For the Normalization layer, its adapt method would first need to be called on the training data to compute aggregate statistics; for example, finding out the mean and standard deviation and uses an EPOCHS of 10.

for spectrogram, _ in spectrogram_ds.take(1):
input_shape = spectrogram.shape
print('Input shape:', input_shape)
num_labels = len(commands)

norm_layer = preprocessing.Normalization()
norm_layer.adapt(spectrogram_ds.map(lambda x, _: x))

model = models.Sequential([
layers.Input(shape=input_shape),
preprocessing.Resizing(32, 32),
norm_layer,
layers.Conv2D(32, 3, activation='relu'),
layers.Conv2D(64, 3, activation='relu'),
layers.MaxPooling2D(),
layers.Dropout(0.25),
layers.Flatten(),
layers.Dense(128, activation='relu'),
layers.Dropout(0.5),
layers.Dense(num_labels),
])

model.summary()

Results

After training the model it has a test set accuracy of 84%. You can check out all the code here.

Results graph of correctly classifying audio

Applications of Classifying Audio Clips

The reason why I got interested in how CNN’s can classify audio clips centers around exploring the question: Can you tell if someone is depressed just from their voice?

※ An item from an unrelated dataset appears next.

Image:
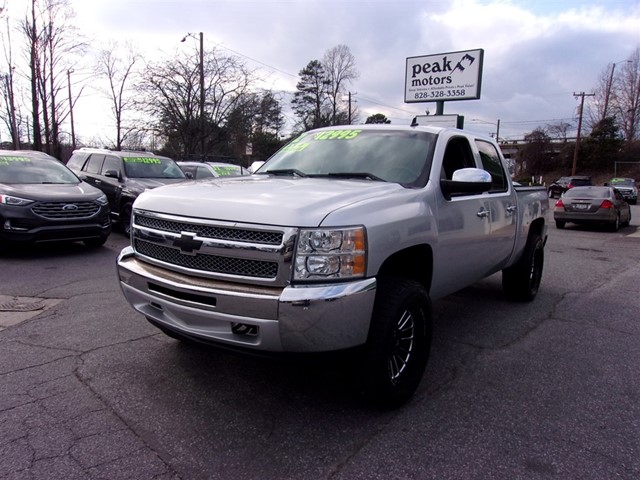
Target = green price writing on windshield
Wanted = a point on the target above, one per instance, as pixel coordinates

After reading Detecting Depression Severity from Vocal Prosody it was clear that depression could be identified to some degree due to one’s voice in an interview for depression. Together, participants’ and interviewers’ vocal prosody allowed for detection of the ordinal range of depression severity (low, mild, and moderate-to-severe) in 69% of cases.

Although we are far from the day in which doctors can be assisted with ML to diagnose depression, I am excited to continue to keep exploring this idea.